A cambio, se reforzaron ciertos atributos propios de las heroínas cinematográficas que podían resultar adecuados para una primera dama. Y, claro está, se insistió en su ascendencia española, un punto muy interesante para la retórica de España como madre patria de veinte naciones americanas. Así reprodujo, por ejemplo, una declaración suya la agencia EFE: “El apellido Duarte -agregó- es una modificación como ocurre frecuentemente en América, del vascongado Huarte: mi nombre materno es Ibarotrea y mis otros dos apellidos inmediatos son vascos también”.
En lo que respecta a honores, escoltas y protocolos de recepción oficial, Eva Duarte fue tratada en España como si de un jefe de Estado se tratara. El ministro de Asuntos Exteriores fue a recibirla a Las Palmas de Gran Canaria y el general Franco la esperó al pie de la escalerilla en Barajas. A su llegada a cada lugar, las tropas le rendían honores y ella pasaba revista en compañía del Caudillo, de su esposa, Carmen Polo, o de algún militar.
Una de las ceremonias más relevantes del viaje fue la imposición de la Gran Cruz de Isabel la Católica, celebrada el 9 de junio de 1947 en el Palacio Real de la Plaza de Oriente. Los discursos, que fueron reproducidos por altavoces para la muchedumbre congregada en el exterior de la plaza, contenían un juego de imágenes y metáforas que el viaje escenificaría de diversos modos.
En conexión con un concepto de hispanidad apoyado en la historia, la lengua y la fe, el recorrido de la representante argentina por la península ibérica incluyó la visita a lugares emblemáticos, monumentos claves para la identidad franquista, probablemente seleccionados por el subsecretario de Educación Nacional, Luis Ortiz Muñoz, que se encargó de la organización de la visita en conexión con el departamento de Relaciones Culturales del Ministerio de Asuntos Exteriores.

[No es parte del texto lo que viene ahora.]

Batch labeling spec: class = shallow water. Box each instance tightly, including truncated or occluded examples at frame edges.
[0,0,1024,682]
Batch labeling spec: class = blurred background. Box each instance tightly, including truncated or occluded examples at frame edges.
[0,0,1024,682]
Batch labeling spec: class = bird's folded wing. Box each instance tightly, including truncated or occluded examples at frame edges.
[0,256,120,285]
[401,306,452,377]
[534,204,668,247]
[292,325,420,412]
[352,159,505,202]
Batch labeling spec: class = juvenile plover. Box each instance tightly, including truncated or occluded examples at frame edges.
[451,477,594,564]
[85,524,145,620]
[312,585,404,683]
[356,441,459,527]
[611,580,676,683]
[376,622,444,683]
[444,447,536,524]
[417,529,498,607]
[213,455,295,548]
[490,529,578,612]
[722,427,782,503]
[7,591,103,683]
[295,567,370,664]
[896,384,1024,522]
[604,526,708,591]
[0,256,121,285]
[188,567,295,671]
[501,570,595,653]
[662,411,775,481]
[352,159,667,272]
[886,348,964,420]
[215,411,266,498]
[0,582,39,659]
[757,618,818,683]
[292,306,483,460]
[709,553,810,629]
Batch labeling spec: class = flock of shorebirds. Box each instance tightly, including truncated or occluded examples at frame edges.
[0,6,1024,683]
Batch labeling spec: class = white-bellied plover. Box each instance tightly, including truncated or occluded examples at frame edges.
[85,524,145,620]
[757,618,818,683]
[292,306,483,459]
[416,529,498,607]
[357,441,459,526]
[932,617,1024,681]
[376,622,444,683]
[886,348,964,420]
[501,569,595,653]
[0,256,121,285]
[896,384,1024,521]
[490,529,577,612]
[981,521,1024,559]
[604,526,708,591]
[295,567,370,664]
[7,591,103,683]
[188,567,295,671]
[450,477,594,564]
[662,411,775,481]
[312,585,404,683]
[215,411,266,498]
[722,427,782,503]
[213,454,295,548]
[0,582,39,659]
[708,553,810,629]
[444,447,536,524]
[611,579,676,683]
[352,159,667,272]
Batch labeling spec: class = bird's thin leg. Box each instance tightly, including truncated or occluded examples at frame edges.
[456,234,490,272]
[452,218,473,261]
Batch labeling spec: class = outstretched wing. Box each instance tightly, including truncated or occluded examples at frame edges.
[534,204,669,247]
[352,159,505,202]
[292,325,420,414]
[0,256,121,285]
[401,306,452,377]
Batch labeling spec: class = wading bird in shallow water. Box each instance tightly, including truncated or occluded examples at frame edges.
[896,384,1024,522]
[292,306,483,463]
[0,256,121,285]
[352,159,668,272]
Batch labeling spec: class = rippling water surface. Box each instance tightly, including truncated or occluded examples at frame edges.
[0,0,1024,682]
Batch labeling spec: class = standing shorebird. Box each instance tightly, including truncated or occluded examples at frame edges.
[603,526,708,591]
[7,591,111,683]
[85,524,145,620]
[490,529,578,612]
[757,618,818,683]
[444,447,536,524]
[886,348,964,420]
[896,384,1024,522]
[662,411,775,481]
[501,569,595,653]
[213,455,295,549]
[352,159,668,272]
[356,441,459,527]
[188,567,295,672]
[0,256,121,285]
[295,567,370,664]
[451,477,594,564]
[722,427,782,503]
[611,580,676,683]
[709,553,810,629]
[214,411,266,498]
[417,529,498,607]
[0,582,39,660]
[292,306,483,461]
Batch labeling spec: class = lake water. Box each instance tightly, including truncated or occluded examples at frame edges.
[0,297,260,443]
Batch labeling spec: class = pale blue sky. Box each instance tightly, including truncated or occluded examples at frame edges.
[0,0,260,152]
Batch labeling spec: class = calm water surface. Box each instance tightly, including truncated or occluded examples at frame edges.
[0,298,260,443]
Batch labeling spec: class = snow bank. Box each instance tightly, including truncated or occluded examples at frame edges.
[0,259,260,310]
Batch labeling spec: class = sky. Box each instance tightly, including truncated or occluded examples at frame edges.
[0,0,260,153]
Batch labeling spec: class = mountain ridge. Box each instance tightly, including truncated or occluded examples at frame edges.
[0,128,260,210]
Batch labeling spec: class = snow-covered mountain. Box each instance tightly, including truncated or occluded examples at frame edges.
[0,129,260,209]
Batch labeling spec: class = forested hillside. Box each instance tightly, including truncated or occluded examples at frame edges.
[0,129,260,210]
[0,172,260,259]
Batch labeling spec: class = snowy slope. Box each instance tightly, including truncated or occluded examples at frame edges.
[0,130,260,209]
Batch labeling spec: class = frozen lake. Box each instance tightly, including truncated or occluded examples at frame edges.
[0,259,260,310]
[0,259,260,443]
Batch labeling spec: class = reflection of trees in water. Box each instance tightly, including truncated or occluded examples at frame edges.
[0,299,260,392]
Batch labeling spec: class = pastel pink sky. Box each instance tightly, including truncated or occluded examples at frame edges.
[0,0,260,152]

Entre otros muchos lugares de memoria, formaron parte del programa el Monasterio de El Escorial, construido por Felipe II y símbolo del pasado imperial; el castillo de la Mota, residencia de Isabel la Católica en Medina del Campo; las ruinas del alcázar de Toledo, presentado como símbolo de resistencia de los nacionales durante la Guerra Civil; la catedral de Granada con su capilla de los Reyes Católicos; La Alhambra y los jardines del Generalife, conectados con la Reconquista; el monasterio de La Rábida, asociado a la gesta de Cristóbal Colón o la basílica del Pilar de Zaragoza, símbolo de la hispanidad y lugar donde se custodiaban las banderas de las naciones americanas.
La religión era uno de los componentes sustanciales del mito de la hispanidad, ya que la fe católica unía a los distintos sectores del franquismo y el peronismo. Por ese motivo y debido al papel crucial que el padre Hernán Benítez tuvo en la organización del viaje, no es casual que la dama argentina participase en numerosos actos religiosos y diera pruebas visibles, a veces teatrales, de su fe. Misas, oraciones y visitas a capillas, conventos y monasterios formaron parte de la agenda diaria.
Eva Duarte manifestó su devoción ante numerosas imágenes femeninas y recibió varios títulos religiosos: la medalla del Real Patronato y el título de Cofrade de Honor en Ávila, el título de Camarera de Honor de la Virgen de la Esperanza de la Macarena en Sevilla, el título de Hermana Mayor de la Archicofradía del Apóstol Santiago en Santiago de Compostela, entre ellos.